Display device

Abstract

 The invention relates to a display device com­prising a cathode-ray tube with an envelope 1. A deflec­tion unit 10 is mounted on the envelope 1. The envelope 1 has a number of reference planes in the form of V-shaped grooves which are provided, for example, on positioning studs 14. The deflection unit 10 is provided with adjustable camming members 15 which lie against a corresponding reference plane. The position of the deflection unit 10 relative to the envelpe 1 can be adjusted dependent upon the adjustable camming members 15.

Description

[0001] The invention relates to a display device com­prising a cathode-ray tube with an envelope formed by a display window, a neck and a funnel-shaped portion which connects the display window to the neck, a deflection unit which is mounted on the envelope at the area of the transition from the neck to the funnel-shaped portion of the envelope, and elements for connecting the deflect­ion unit to the envelope.

[0002] The invention further relates to a cathode-ray tube and a deflection unit for use in such a display device.

[0003] A display device as described in the opening paragraph is known from United States Patent Specification 3,986,156, which describes a display device in which an annular platform is attached onto the envelope of the cathode-ray tube and the deflection unit is provided with a housing. Between the deflection unit and the platform there are rigid elements which interconnect the housing of the deflection unit and the platform. Once the position of the deflection unit has been adjusted the rigid elements are fixed in their position to the deflection unit and the platform, for example, by means of ultrasonic welding. The adjusting of the position of the deflection unit relative to the envelope is attained by handling the deflection unit, so that an optimum position relative to the envelope is obtained. Whilst the deflection unit is handled the rigid elements are under no load. Subsequently, the rigid elements are secured to the deflection unit and the envelope by means of an adhesive, such that the adjusted position is fixed.

[0004] When the deflection unit is released after the rigid elements have been fixed, these rigid elements become under load all of a sudden, and the accurately adjusted positioning may be adversely affected. As a con­sequence hereof, the operation of the display device is also adversely affected.

[0005] It is an object of the invention to provide a display device in which the above-mentioned adverse affection of the position of the delection unit relative to the envelope is overcome or reduced.

[0006] To this end, a display device of the type men­tioned in the opening paragraph is characterized in that the envelope contains a number of reference planes, and that the elements secured to the deflection unit are ad­justable elements, the position of the deflection unit relative to the envelope being adjustable dependent on the adjustable elements, and each adjustable element lying against an associated reference plane. The invention is based on the insight that when the elements can also be adjusted such that dependent upon these adjustable elements the position of the deflection unit relative to the envelope can be adjusted, this positioning no longer requires the handling of the deflection unit but only of the adjustable elements. Consequently, an adverse affec­tion by forces acting on the deflection unit is overcome, and hence the display device operates satisfactorily.
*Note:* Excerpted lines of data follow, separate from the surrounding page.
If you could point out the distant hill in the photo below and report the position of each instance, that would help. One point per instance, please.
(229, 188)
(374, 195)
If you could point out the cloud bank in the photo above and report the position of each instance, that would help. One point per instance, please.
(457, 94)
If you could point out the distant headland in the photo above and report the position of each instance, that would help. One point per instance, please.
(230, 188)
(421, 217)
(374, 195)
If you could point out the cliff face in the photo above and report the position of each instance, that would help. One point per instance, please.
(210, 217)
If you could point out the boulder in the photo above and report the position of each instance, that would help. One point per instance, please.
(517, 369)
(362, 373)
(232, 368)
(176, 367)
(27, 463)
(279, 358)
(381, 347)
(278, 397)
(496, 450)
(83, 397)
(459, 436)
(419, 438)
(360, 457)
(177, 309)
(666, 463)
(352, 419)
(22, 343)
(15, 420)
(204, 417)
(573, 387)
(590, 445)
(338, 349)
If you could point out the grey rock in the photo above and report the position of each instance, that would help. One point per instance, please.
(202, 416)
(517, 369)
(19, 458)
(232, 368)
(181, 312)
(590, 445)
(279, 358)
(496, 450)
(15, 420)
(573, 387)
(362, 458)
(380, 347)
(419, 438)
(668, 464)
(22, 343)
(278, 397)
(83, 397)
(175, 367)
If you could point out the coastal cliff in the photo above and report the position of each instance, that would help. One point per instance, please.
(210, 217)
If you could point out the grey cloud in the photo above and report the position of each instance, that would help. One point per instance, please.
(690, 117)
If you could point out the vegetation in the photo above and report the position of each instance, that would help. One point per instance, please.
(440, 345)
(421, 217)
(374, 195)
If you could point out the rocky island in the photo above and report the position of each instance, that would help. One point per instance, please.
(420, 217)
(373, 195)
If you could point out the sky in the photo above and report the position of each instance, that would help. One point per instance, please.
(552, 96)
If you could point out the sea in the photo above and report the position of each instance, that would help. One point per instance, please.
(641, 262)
[0007] A preferred embodiment of a display device accord­ing to the invention is characterized in that the reference planes are formed by the walls of V-shaped grooves provided on the envelope. In practice it has been found that V-shap­ed grooves can readily be provided on the envelope, and that they form efficient reference planes.

[0008] A further preferred embodiment of a display device according to the invention is characterized in that the adjustable elements are camming members having a conical camming surface, each camming member lying with its conical surface against a corresponding wall of a V-shaped groove, and each camming member being rotatable about an axis eccentric with respect to the conical camming surface. By means of the camming member the deflection unit can be accurately positioned in a readily conceivable way.
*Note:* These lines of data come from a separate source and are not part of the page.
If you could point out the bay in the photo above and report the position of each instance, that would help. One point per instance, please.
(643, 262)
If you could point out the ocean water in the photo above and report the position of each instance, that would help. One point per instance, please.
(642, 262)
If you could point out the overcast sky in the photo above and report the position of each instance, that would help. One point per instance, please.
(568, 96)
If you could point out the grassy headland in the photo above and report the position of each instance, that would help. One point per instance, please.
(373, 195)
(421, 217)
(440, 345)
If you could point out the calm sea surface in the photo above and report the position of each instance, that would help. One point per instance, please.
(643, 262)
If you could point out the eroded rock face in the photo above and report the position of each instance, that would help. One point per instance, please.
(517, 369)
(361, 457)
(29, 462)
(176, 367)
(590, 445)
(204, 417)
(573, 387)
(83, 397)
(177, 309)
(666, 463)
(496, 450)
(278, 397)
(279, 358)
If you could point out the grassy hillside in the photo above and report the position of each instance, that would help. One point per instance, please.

[0009] Yet another preferred embodiment of a display device according to the invention is characterized in that three V-shaped grooves are provided on the envelope, the walls of each V-shaped groove extending substantially perpendicular to each other, and the six walls of the V-shaped grooves forming six reference planes, and the deflection unit being provided with six adjustable camming members, which are arranged in pairs, side-by-side, and each conical camming surface of a camming member lying against a wall of a V-shaped groove. Thus, it has been found that the deflection unit can readily be moved in six degrees of freedom.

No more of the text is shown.